Nombre d’industriels délocalisent sans craindre d’être dépossédés de leur outil de production. Mais le contrôle des technologies et des connaissances reste l’objet de tous leurs soins.

Au commencement, il y eut les vagues de fusions-acquisitions. Avides de taille critique, les grandes entreprises cherchaient à grandir, presque à tout prix. Ces opérations suscitaient beaucoup de commentaires positifs au sein de la communauté financière et des médias. Excès d’optimisme, sans doute : “La littérature économique montre que trois-quarts des opérations aboutissent à un échec, souligne Michel De Greef, professeur d’économie à l’École de commerce Solvay. La tendance à se “concentrer sur les activités de base” d’une entreprise est souvent la conséquence de ces opérations : il faut se débarrasser des morceaux de sociétés devenus inutiles.

La tempête Tchuruk

‘est un peu le cas d’Alcatel, même si son PDG Serge Tchuruk a déclenché une véritable tempête de commentaires en annonçant l’arrivée de ” l’entreprise sans usine “. En fait, la fabrication des composants nécessaires à l’assemblage d’un système sera simplement transférée à une multitude d’entreprises sous-traitantes. “Pratiquement plus aucune entreprise ne cherche à tout fabriquer elle-même, résume Michel Theys (ex-Sema Group Belgique).
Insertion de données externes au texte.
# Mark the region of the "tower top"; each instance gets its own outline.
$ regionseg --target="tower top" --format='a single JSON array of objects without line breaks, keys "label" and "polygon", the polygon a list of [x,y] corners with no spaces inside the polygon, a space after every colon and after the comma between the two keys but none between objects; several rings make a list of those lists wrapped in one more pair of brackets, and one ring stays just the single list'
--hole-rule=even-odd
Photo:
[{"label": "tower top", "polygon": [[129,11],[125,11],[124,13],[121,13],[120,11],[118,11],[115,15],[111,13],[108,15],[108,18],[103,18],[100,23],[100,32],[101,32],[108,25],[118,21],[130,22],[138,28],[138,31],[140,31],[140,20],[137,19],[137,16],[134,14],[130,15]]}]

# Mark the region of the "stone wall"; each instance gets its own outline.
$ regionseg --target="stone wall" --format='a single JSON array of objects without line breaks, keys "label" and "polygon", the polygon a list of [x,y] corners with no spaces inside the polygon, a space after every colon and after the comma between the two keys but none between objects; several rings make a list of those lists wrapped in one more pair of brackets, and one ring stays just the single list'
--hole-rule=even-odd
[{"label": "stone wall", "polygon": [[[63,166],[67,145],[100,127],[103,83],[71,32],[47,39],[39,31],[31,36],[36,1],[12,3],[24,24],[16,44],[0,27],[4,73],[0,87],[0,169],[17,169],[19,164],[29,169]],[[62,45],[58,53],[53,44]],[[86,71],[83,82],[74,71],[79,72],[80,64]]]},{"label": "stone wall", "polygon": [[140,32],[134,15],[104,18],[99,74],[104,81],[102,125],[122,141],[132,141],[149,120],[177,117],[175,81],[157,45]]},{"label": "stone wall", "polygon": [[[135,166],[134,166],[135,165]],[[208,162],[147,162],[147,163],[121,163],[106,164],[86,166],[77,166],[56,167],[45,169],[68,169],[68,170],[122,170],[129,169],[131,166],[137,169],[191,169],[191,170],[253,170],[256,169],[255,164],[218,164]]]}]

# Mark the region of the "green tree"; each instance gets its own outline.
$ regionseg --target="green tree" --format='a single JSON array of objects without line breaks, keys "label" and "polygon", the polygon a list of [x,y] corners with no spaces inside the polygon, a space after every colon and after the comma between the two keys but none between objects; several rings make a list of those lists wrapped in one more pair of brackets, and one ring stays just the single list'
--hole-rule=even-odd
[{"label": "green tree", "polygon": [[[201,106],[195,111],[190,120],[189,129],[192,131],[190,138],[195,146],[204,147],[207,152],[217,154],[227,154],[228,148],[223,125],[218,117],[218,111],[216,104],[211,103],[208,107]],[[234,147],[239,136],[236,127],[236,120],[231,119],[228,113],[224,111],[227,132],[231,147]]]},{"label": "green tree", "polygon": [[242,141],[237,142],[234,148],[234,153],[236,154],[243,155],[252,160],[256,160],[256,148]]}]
Ce serait hors de prix de vouloir se maintenir à la pointe du progrès pour de nombreux composants. Dans le domaine des télécoms, la durée de vie des composants varie de 1 à 3 ans. Il faut donc entretenir des laboratoires d’ingénieurs extrêmement performants pour renouveler en permanence les gammes de produits. ” Il faut aussi disposer d’usines d’assemblage capables de gérer ces flux de production tout en dégageant des bénéfices.D’où le recours aux sous-traitants : fabriquant d’énormes volumes de composants très standardisés dans des pays généralement à bas salaires, mais avec un niveau de qualité conforme aux exigences de leurs clients. Ces producteurs sous-traitants, très spécialisés, gagnent de l’argent là où, sans doute, une entreprise intégrée ne suivrait pas la cadence.Mais ces sous-traitants évoluent. S’appuyant sur des compétences techniques de plus en plus vastes et sophistiquées, certains tirent leur production vers des sous-ensembles adaptables à plus haute valeur ajoutée. Ainsi, le fabricant taïwanais d’informatique Acer, qui s’est progressivement imposé comme marque crédible.

Garder la maîtrise du savoir

es sous-traitants plus ou moins anonymes ne risquent-ils pas un jour de dépasser les opérateurs qui, comme Alcatel, rêvent d’une entreprise sans usine ? “ Ce risque n’est évidemment pas négligeable, indique Michel De Greef, mais il est gérable. Tout le jeu consiste à déléguer la fabrication de composants, mais à conserver la maîtrise de l’intégration, de l’assemblage. Il ne me semble pas indispensable de conserver un outil industriel pour préserver une maîtrise de la connaissance : de grandes entreprises d’ingénierie ne fabriquent absolument rien, mais possèdent une très grande maîtrise du savoir et des processus. ” En informatique, Dell se limite à intégrer des sous-ensembles aux performances les meilleures disponibles dans des délais très courts à dater de la commande. En revanche, IBM, conserve la maîtrise des fabrications de composants très avancés, ce qui lui permet d’améliorer sa capacité de négociation avec les sous-traitants. Question de stratégie. Question de managers…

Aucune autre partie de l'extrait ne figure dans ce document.